You’ll be able to separate the regions if either (a) the samples were assigned the same barcode and sequenced on different runs or (b) the samples were assigned different barcodes. In either case, after demultiplexing, you should have 3 times the number of samples (S1-V13, S1-V46, S1-V79; S2-V13, S2-V46, S2-V79…). In case (a), you’ll need to load each region as its own demultiplexed file, denoise/cluster, and then combine the data. In case (b) you can load all the samples with their unique barcodes, and then process them.
If you don’t have that but you haven’t trimmed the primers, you might be able to somehow tease the demultiplexed files apart based on that primer sequence, and separate them.
I guess my other question, which is sort of high level and methological, was about the motivation for sequencing multiple hypervariable regions?
It may be wrong. It will definately have some biases that make it hard to compare with other datasets. (Or, it will have different biases that make the comparison hard.) It will also likely alter your results for compositionality compared to a single region.

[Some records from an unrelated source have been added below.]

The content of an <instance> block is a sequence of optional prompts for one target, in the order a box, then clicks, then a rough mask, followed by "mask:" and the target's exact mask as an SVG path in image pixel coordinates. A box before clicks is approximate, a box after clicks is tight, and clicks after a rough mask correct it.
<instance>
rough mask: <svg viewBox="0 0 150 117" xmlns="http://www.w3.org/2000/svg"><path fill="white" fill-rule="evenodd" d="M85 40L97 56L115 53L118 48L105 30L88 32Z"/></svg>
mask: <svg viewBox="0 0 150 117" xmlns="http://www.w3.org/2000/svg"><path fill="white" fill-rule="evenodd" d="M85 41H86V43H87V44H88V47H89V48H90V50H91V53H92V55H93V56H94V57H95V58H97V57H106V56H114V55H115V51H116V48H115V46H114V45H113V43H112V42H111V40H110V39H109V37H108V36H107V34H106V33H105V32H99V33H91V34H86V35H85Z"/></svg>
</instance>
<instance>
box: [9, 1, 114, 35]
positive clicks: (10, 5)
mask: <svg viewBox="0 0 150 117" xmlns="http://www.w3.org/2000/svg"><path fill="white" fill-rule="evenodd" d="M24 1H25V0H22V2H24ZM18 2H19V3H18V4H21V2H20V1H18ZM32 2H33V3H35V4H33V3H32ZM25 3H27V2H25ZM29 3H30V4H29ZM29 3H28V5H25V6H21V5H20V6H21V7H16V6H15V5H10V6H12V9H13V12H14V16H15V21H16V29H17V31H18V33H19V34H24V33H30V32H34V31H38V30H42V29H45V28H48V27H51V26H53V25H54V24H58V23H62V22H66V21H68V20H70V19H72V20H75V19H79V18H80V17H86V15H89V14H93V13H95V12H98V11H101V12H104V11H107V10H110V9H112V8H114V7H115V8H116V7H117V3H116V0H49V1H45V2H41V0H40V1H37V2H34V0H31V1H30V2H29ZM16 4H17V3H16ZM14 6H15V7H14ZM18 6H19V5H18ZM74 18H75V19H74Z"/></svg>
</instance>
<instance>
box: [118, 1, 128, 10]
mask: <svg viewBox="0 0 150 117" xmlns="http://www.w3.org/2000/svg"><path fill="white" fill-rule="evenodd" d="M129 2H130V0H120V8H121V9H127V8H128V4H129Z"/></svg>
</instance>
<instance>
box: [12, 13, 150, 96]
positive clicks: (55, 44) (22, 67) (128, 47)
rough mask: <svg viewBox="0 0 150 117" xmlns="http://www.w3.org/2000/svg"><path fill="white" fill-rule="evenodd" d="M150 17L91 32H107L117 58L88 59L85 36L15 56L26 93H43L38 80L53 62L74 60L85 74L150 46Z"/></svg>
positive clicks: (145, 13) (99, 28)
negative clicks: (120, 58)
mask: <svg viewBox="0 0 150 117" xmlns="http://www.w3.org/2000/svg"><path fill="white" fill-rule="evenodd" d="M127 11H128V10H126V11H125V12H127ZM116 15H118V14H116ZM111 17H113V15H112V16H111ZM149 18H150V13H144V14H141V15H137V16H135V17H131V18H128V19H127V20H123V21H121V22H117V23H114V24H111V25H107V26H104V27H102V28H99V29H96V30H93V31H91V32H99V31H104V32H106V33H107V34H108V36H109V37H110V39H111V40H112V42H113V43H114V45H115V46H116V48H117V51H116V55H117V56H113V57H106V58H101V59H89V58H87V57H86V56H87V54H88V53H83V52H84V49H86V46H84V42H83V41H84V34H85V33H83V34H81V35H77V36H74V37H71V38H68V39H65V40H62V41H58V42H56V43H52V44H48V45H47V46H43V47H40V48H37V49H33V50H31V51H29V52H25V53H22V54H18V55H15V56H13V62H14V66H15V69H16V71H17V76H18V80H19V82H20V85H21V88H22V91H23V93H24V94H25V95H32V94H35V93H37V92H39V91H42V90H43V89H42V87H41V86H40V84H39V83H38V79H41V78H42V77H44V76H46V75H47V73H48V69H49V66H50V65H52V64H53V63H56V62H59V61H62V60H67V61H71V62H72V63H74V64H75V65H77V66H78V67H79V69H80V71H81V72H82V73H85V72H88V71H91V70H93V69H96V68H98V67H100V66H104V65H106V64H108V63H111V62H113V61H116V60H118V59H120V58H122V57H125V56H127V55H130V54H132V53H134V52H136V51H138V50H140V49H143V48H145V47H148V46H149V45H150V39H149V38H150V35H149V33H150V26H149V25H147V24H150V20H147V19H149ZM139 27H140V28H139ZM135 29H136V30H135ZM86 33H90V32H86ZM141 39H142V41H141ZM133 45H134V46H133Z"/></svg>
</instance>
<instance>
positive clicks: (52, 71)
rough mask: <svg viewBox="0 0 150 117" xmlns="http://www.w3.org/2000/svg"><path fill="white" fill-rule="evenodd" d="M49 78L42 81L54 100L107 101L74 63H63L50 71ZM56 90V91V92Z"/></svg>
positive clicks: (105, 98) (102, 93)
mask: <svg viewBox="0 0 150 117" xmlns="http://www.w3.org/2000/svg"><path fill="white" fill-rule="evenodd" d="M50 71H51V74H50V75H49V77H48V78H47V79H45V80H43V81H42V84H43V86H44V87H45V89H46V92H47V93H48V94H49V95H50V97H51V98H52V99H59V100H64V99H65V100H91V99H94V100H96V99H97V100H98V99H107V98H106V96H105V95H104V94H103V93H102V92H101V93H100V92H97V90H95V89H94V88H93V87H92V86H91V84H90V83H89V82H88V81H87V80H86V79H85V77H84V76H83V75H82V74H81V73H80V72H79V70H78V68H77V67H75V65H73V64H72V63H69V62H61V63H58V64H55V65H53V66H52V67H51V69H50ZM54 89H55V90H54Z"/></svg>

This is because there organism-specific primer biases, and because your ability to detect differences in closely related organisms varies region-to-region.
So, for instance, your ANCOM results might be different. You also (potentially) have multiple very different ASVs representing the same organism but that can’t be combined into a phylogenetic tree. So… I guess, based on that, it is wrong. I think to get a quasi functional from the tree-picking perspective, you might want to run a closed reference picking against a full-sequence reference database.

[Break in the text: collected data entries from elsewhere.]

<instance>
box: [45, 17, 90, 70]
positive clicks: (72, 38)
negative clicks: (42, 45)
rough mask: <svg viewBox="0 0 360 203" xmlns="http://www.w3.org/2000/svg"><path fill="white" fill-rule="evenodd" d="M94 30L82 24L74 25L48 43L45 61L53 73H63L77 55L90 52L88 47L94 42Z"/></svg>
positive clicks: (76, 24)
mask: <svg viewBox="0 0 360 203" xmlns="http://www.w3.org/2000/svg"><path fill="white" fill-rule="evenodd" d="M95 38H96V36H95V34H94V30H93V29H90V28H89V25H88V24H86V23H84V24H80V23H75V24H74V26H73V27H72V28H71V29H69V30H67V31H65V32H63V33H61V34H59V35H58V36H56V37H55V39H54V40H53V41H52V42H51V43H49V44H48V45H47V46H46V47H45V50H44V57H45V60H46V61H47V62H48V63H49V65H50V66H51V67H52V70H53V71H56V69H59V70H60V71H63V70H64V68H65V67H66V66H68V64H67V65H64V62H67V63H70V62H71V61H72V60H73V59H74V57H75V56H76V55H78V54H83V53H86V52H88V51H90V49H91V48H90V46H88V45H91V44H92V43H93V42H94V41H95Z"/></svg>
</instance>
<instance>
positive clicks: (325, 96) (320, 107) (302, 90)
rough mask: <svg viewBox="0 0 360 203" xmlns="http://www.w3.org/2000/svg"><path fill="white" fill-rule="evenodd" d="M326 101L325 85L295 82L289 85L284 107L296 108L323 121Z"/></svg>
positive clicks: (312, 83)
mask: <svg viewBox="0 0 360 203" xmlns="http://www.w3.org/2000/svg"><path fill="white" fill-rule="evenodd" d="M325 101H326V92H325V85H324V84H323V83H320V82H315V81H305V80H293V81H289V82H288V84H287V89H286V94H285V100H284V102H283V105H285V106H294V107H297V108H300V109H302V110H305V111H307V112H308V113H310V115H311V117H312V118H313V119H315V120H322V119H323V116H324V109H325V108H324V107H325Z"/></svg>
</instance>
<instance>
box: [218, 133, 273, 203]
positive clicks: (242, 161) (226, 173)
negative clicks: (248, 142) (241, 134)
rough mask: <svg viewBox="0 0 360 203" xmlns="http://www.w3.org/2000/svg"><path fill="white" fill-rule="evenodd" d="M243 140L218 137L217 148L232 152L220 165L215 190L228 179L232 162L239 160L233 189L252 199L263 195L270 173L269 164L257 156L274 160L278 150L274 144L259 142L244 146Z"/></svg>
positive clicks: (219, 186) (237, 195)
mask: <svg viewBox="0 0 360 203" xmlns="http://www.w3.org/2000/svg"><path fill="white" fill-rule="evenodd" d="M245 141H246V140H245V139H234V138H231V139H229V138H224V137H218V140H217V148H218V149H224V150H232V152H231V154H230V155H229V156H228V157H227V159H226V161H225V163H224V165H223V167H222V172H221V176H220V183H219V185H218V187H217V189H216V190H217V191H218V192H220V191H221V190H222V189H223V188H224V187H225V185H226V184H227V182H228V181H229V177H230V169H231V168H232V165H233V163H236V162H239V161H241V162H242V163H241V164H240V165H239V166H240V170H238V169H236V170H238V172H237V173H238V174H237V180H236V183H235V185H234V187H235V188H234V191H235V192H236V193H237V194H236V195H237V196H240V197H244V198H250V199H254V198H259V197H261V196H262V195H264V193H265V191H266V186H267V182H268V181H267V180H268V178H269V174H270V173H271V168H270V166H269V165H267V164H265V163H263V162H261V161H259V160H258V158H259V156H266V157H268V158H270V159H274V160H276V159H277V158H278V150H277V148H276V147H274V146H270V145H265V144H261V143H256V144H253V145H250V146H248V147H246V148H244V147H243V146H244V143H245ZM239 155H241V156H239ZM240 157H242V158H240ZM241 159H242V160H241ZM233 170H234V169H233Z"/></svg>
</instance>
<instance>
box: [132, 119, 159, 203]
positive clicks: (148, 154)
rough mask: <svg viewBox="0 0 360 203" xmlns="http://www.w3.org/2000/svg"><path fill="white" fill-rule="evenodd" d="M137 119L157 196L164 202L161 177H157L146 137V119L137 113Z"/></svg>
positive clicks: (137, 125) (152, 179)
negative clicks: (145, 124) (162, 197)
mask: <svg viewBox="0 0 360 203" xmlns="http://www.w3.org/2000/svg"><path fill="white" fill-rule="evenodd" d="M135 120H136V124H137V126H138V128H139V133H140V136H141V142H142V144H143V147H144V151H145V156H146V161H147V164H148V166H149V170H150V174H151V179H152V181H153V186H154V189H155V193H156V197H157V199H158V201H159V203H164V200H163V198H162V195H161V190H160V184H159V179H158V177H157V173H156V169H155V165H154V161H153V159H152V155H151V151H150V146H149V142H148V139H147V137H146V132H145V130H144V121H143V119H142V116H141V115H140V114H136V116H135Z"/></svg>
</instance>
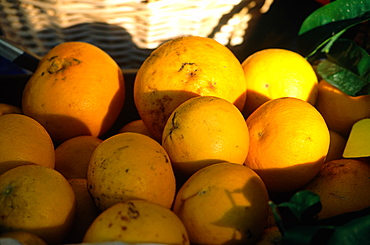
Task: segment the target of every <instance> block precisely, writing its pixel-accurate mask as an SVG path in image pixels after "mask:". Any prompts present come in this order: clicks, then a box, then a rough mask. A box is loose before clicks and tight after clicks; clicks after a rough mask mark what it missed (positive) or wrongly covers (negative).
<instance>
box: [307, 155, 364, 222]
mask: <svg viewBox="0 0 370 245" xmlns="http://www.w3.org/2000/svg"><path fill="white" fill-rule="evenodd" d="M369 186H370V165H369V163H366V162H364V161H361V160H358V159H339V160H333V161H331V162H328V163H326V164H325V165H324V166H323V168H322V169H321V170H320V172H319V173H318V174H317V176H316V177H315V178H314V179H313V180H312V181H310V182H309V183H308V184H307V185H306V186H305V187H304V188H303V189H305V190H309V191H312V192H314V193H316V194H318V195H319V196H320V201H321V204H322V210H321V211H320V212H319V214H318V218H319V219H323V218H329V217H333V216H336V215H339V214H344V213H347V212H354V211H359V210H361V209H363V208H367V207H370V192H369Z"/></svg>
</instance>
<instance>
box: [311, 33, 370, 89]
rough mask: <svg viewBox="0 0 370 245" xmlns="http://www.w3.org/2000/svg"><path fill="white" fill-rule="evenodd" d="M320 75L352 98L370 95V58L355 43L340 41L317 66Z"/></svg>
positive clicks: (349, 41) (347, 40) (367, 54)
mask: <svg viewBox="0 0 370 245" xmlns="http://www.w3.org/2000/svg"><path fill="white" fill-rule="evenodd" d="M317 72H318V73H319V75H320V76H321V77H322V78H323V79H324V80H326V81H327V82H328V83H330V84H332V85H333V86H335V87H336V88H338V89H339V90H341V91H343V92H344V93H346V94H348V95H350V96H359V95H364V94H369V93H370V86H369V85H370V57H369V54H368V53H367V52H366V51H365V50H363V49H362V48H361V47H359V46H358V45H357V44H356V43H355V42H354V41H351V40H346V39H339V40H337V41H336V42H335V44H334V45H333V46H332V48H331V50H330V51H329V52H328V53H327V59H325V60H323V61H322V62H320V63H319V65H318V66H317Z"/></svg>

I don’t know if there’s been a comparison about how combining multiple regions affects your data (although it’s an interesting technical question.)

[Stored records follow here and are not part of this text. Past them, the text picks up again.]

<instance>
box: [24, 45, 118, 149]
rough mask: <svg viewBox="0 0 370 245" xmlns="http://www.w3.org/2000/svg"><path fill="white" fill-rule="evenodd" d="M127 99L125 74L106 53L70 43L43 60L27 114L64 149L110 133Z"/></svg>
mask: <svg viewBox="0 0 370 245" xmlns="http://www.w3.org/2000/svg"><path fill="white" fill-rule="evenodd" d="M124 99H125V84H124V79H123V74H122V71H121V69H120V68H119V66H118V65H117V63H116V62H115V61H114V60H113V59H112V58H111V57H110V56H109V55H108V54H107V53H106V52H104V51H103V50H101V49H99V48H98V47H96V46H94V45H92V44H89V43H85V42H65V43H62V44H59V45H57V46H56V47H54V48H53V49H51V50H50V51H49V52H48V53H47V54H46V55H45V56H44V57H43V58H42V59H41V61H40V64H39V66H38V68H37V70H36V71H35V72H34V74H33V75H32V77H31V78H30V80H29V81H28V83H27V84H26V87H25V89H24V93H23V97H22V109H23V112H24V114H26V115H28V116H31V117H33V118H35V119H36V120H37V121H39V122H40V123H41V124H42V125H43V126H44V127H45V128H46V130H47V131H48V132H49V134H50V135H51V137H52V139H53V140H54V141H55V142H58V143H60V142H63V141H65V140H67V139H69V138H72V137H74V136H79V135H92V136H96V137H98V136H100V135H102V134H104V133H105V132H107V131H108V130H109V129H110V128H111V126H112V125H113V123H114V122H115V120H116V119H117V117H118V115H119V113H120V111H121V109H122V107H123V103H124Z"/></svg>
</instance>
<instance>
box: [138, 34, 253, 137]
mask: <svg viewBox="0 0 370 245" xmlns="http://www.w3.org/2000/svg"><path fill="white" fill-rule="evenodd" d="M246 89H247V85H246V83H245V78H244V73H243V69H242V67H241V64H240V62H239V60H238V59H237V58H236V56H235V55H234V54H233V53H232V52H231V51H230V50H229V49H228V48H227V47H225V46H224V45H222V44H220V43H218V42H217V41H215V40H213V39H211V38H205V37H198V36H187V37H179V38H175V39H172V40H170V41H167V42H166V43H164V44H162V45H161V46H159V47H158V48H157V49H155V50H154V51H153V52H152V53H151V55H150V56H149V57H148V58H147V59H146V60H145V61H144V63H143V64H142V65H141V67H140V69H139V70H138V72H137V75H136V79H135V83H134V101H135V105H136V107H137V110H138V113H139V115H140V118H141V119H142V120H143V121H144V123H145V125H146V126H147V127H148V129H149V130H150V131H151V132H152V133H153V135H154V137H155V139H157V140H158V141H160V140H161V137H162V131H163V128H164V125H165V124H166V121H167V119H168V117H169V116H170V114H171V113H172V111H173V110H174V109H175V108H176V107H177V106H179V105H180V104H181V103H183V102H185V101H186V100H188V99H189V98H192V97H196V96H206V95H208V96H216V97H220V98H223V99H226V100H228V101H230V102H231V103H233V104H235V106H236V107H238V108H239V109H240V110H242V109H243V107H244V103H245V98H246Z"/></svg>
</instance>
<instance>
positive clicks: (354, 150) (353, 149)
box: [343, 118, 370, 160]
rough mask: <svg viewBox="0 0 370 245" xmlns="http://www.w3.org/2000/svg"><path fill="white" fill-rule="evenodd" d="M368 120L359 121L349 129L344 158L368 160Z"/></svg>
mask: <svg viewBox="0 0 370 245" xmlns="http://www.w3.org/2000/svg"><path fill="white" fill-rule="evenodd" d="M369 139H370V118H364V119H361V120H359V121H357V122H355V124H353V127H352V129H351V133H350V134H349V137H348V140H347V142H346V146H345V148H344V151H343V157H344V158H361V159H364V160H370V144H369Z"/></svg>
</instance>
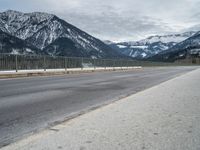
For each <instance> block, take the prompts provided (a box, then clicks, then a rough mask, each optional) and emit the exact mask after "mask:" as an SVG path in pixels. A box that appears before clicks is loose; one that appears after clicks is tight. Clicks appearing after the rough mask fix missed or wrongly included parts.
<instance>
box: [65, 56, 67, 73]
mask: <svg viewBox="0 0 200 150" xmlns="http://www.w3.org/2000/svg"><path fill="white" fill-rule="evenodd" d="M64 58H65V71H67V58H66V57H64Z"/></svg>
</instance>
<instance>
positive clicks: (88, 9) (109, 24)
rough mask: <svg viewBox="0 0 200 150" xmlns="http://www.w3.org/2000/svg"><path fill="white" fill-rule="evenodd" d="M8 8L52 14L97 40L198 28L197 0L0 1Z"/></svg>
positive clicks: (199, 11) (25, 0) (76, 0)
mask: <svg viewBox="0 0 200 150" xmlns="http://www.w3.org/2000/svg"><path fill="white" fill-rule="evenodd" d="M0 4H1V5H0V11H1V12H2V11H5V10H8V9H12V10H17V11H22V12H35V11H42V12H47V13H52V14H56V15H57V16H58V17H60V18H62V19H64V20H66V21H67V22H69V23H71V24H73V25H75V26H77V27H78V28H80V29H82V30H84V31H86V32H88V33H89V34H91V35H93V36H95V37H97V38H99V39H101V40H110V41H133V40H139V39H143V38H145V37H148V36H150V35H156V34H159V35H163V34H170V33H177V32H185V31H189V30H200V0H0Z"/></svg>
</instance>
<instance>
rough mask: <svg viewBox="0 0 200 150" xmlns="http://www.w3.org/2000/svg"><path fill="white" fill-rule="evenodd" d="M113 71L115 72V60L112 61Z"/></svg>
mask: <svg viewBox="0 0 200 150" xmlns="http://www.w3.org/2000/svg"><path fill="white" fill-rule="evenodd" d="M113 70H115V60H113Z"/></svg>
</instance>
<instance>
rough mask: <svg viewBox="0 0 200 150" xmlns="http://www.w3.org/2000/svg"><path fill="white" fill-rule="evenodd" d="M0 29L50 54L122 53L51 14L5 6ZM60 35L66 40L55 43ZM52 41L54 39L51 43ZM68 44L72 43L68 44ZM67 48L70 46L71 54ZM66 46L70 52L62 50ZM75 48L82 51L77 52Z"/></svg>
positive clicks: (112, 55)
mask: <svg viewBox="0 0 200 150" xmlns="http://www.w3.org/2000/svg"><path fill="white" fill-rule="evenodd" d="M0 29H1V30H2V31H3V32H5V33H7V34H10V35H12V36H15V37H17V38H19V39H21V40H24V41H25V42H27V43H29V44H31V45H33V46H34V47H36V48H37V49H39V50H40V51H41V53H47V54H48V55H52V56H53V55H62V54H70V55H67V56H70V57H71V56H87V57H93V58H115V57H123V58H124V57H126V56H124V55H122V54H120V53H119V52H116V51H115V50H113V49H112V48H111V47H109V46H108V45H106V44H105V43H103V42H102V41H101V40H99V39H97V38H95V37H93V36H91V35H89V34H88V33H86V32H84V31H82V30H80V29H78V28H77V27H75V26H73V25H72V24H70V23H68V22H66V21H65V20H63V19H60V18H59V17H57V16H56V15H53V14H48V13H42V12H33V13H22V12H18V11H13V10H8V11H5V12H2V13H0ZM64 38H65V40H64V41H65V42H69V43H68V44H63V45H62V44H58V43H59V42H58V41H59V39H62V40H63V39H64ZM60 41H61V40H60ZM54 42H56V43H55V45H54V46H52V45H53V43H54ZM71 42H72V43H73V44H72V43H71ZM72 45H73V47H71V46H72ZM68 46H69V47H68ZM48 48H50V49H48ZM70 48H73V50H74V54H73V50H71V49H70ZM67 50H68V51H69V50H70V53H63V52H62V51H67ZM81 51H83V52H84V53H86V55H83V53H82V52H81ZM79 52H80V53H81V54H82V55H79V54H78V53H79ZM93 55H95V56H93Z"/></svg>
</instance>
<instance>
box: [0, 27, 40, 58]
mask: <svg viewBox="0 0 200 150" xmlns="http://www.w3.org/2000/svg"><path fill="white" fill-rule="evenodd" d="M0 52H1V53H12V54H17V53H21V54H37V53H38V52H39V49H37V48H36V47H34V46H32V45H30V44H28V43H27V42H25V41H23V40H21V39H19V38H17V37H14V36H12V35H9V34H7V33H5V32H3V31H1V30H0Z"/></svg>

Also, I guess the idea of running multiple regions without a specific motivation kind of squicks me.
Unless there’s a specific motivation for running multiple regions (like you want to be able to access specific databases or perform a meta analysis), I guess Im wondering why. Like, I don’t think you can assemble reads off the 16s gene to get a better taxonomic resolution, which might be a motivation. And, even in those cases, I think you’d keep the regions separate?
So, Ive not ever done this, so I have no idea about whether or not this will actually work, but I think I might try using qiime cut-adapt demux-single where the barcode you use is the primer sequence, if it’s still in your data. This should () let you split your files into 3 primer specific files.
Thank you for your time. Just now I got the report from my sequence provider. They said, after the PCR amplification using three primers, they have pooled all three amplicons together and then they have taken into sequencer. They did not use any separate barcodes for regions. I am left with no choice here.
Is it possible to align my reads with 80% identity against V1-V3 and V4-V6 region from 16srRNA databases and retrieve the mapped reads and continue with QIIME2 analysis?
Coming back to my original query: Generally what is the lowest acceptable sequence counts which can be taken for further analysis
I think based on that, I’d trim to the same length, and then do closed reference picking against your favorite reference database. The database you choose will depend on your sample type. Silva may be better for enviromental samples; a lot of people used/are still using greengenes 13_8 for their human guts. So, one of those. At least the identifiers of your sequences may be the same. (You’re essentially doing a weird sort of mixed meta analysis.) I think I’d still align at 97 or 99 identity, so you’re getting confidence in what’s there.
This will let you use a phylogenetic metric which () will be more robust.
But, over all, your results are likely to be influenced by the mix of regions in the sample as much as anything.
As far as sequencing depth goes, it’s again, optimisation problem. I tend to work in the 5000-10000 seq/sample range for most of my analyses. I find 1000 to be really unstable, and too low, but 5K-10K works well for me. At your sample size, you need to keep as many high quality samples as possible, and 20K rarefaction will let you do that.